Limitations & Future Work¶
- Benefits are highly dependent on the premise of "extreme visual token redundancy." In scenarios that are not high-resolution or where targets are sparse across the screen, the compression potential and efficiency gains may diminish.
- ⚠️ Supervision construction relies on ground truth boxes + OmniParser filtering for patch labels; training data quality is constrained by the detector. For interfaces without clear element boxes (e.g., graphics-heavy or game UIs), the bbox supervision path may fail.
- "Instruction-to-patch" assumes the target is uniquely identified by a single instruction; whether single-round saliency selection is sufficient for multi-step reasoning or multi-target grounding remains unexamined.

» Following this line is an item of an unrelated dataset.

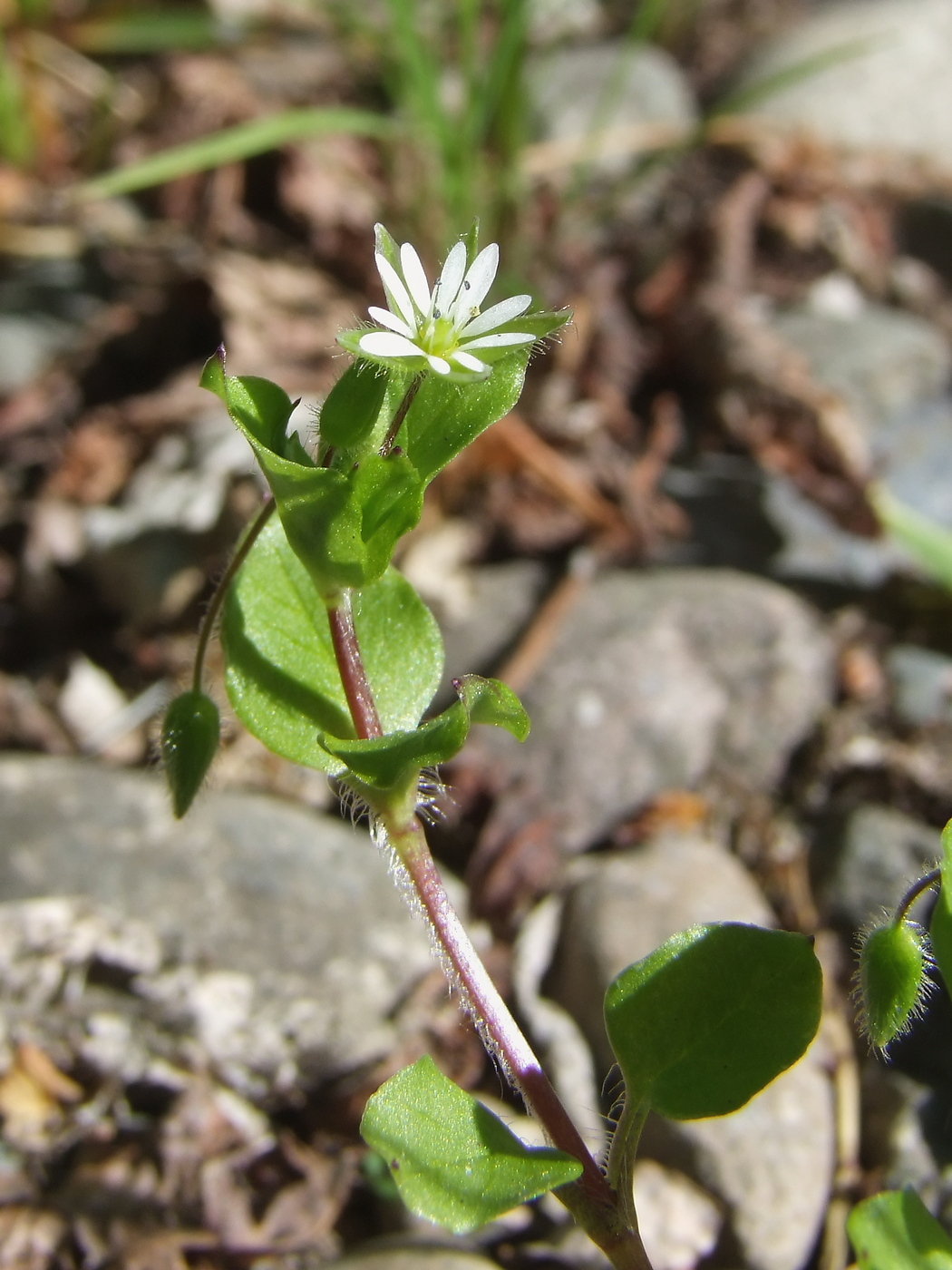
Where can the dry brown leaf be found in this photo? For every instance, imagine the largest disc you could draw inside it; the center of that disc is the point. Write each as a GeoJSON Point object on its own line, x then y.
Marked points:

- At extremely low retention rates (e.g., 10%), the number of POSPAD placeholder tokens increases (the ablation shows 315 POSPAD tokens at 25% retention). The trade-off between marginal compression gains and positional approximation errors warrants further analysis.
Related Work & Insights¶
- vs General visual token pruning (Fast-V / HiPrune / Vision-Zip): These are designed for natural images and remove tokens based on attention or redundancy. They collapse in UI grounding due to breaking positional continuity (Fast-V drops 81.6% on SS-Pro); FocusUI preserves position with POSPAD, resulting in almost no drop.
- vs GUI-Actor: FocusUI reuses its coordinate-agnostic action head but adds instruction-conditioned visual token selection, presenting the action head with fewer, more relevant candidate patches, improving ScreenSpot-Pro by +3.7 for the same size.
- vs ShowUI's UI-graph prior: FocusUI adopts the union-find approach to suppress homogeneous regions but transforms it from "token merging" to a dense supervision signal fused with instruction-conditional bbox overlap to train an independent scorer, rather than merging tokens during the forward pass.
Rating¶
- Novelty: ⭐⭐⭐⭐ First to establish efficient UI grounding as a task; POSPAD is a genuine innovation for positional continuity.
- Experimental Thoroughness: ⭐⭐⭐⭐ Covers four benchmarks, multiple backbones, various retention rates, and detailed ablations with clear efficiency/accuracy curves.
- Writing Quality: ⭐⭐⭐⭐ Motivation is empirically driven by two studies; method and figures correspond clearly.
- Value: ⭐⭐⭐⭐ Computational costs of high-res screenshots are the biggest pain point for UI agents; elastic token budgets + zero-intrusion integration are highly practical.